El Imparcial / Columnas / Columna Sonora

Aquellas posadas

Cuando éramos niños las posadas eran una celebración popular, religiosa, con ribetes de fiesta infantil. Las parroquias organizaban una cada tarde

Ayer viernes 16 de diciembre dieron inicio, en el calendario mexicano, las posadas. Se trata de un novenario, es decir, nueve misas y festejos como preparación para la Navidad. Cuando éramos niños las posadas eran una celebración popular, religiosa, con ribetes de fiesta infantil. Las parroquias organizaban una cada tarde: Se asistía a una peregrinación en la que se llevaba a las figuras de José y María, y se marchaba en procesión por la sacristía, luego por el interior del templo; si se podía, se salía por una de las puertas para entrar por otra, en rememoración de los días que le tomó a la pareja viajar hasta Belén, para empadronarse como lo requirió el emperador César Augusto.

Este salir por una puerta y entrar por la siguiente, un poco a escurridillas, era una forma de esquivar la prohibición gubernamental de realizar actos de culto en público: Sólo se podían llevar a cabo en el interior de los templos. Por eso marchábamos por los pasillos de la iglesia y salíamos al exterior para entrar apresuradamente de nuevo, cantando con más ánimo que pericia aquello de “Eeen nombre del cieeelo...” de música harto complicada; y todo a las prisas, no fuera a ser que algún gobernante tomara en serio la anacrónica reglamentación.

De chamacos no nos atraían demasiado estas posadas porque había misa o un rosario con todo y letanías antes del evento más interesante: La piñata con golosinas, y las bolsitas de colación: Cacahuates, dulces y tejocotes que no volvíamos a probar hasta el diciembre siguiente, y que no extrañábamos demasiado...

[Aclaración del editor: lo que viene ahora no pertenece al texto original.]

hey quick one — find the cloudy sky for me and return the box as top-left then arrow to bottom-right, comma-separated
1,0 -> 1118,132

Más atractivas eran las que se organizaban en las casas y barrios vecinos. Allá, por la Calle Mina, al Poniente del Cerro de la Campana, una familia numerosa y amiga, armaba unas posadas tradicionales y también divertidas. Recorríamos cantando toda la cuadra, solicitábamos albergue en varias casas y nos rechazaban con cierto comedimiento para, a su tiempo, arribar a la esquina donde los cantores del interior de súbito reconocían a los peregrinos y nos abrían la puerta regocijados. Se pasaba luego a los rezos, ya con la chamacada un poco impaciente, para seguir la festividad: Se colgaba la piñata y procedíamos a darle de porrazos con un palo de escoba adornado con listones coloridos. Terminábamos la tarde con ponche y tamales, y nos íbamos a casa provistos con los cucuruchos de la piñata colmados de cacahuates y colación...

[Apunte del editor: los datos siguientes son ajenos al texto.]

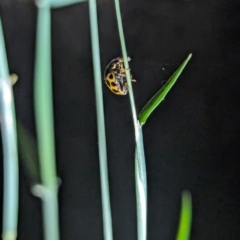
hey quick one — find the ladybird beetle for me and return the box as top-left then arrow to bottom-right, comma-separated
104,57 -> 136,95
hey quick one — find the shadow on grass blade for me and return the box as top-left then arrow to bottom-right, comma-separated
176,190 -> 192,240
138,53 -> 192,125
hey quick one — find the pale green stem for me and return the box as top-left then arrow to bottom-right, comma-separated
113,1 -> 147,240
89,0 -> 113,240
0,18 -> 19,240
34,1 -> 60,240
135,127 -> 147,240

Esta celebración tuvo su origen, dicen, a mediados del siglo 16 en el convento agustino de Acolman, al Norte de la capital mexicana, cuando los frailes instauraron una novena de misas previas a la Navidad en la que iban recordando el trayecto desde Nazareth a Belén, cuando aquellos peregrinos buscaban abrigo en algunos de los sitios que se mencionan en los Evangelios, y no recibían ayuda, a pesar de la gravidez de la viajera.

Los monjes las llamaron “misa de aguinaldos” y servían para atraer a la infancia y evangelizarla de modo atrayente y divertido. Al terminar el culto repartían dulces, el aguinaldo, y muy pronto incluyeron la piñata como una diversión en la que arremetían contra el pecado, deslumbrante y seductor, y lo rompían para que se derramara la Gracia en forma de agasajo.

Pero el origen de la piñata no es mexicano: En el Antiguo Oriente había un evento en el cual, por el año nuevo chino, los mandarines rompían la figura de un buey colmado de semillas. Marco Polo observó el ritual y lo llevó a Italia, donde se utilizó una olla de barro decorada y las llamaron piñata (pignata), porque recordaba a las piñas de los pinos. De ahí pasó a España y al nuevo mundo, donde ahora, para festejarnos, recurrimos a artefactos de la arcaica tradición china, mientras recordamos un transitar arduo por aquella Galilea, dos milenios atrás, ocupada por la Roma imperial, en busca infructuosa de alojamiento y resguardo. Y de esta manera celebramos nuestra mexicanidad y devoción...

Ernesto Camou Healy es doctor en Ciencias Sociales, maestro en Antropología Social y licenciado en Filosofía; investigador del CIAD, A.C. de Hermosillo.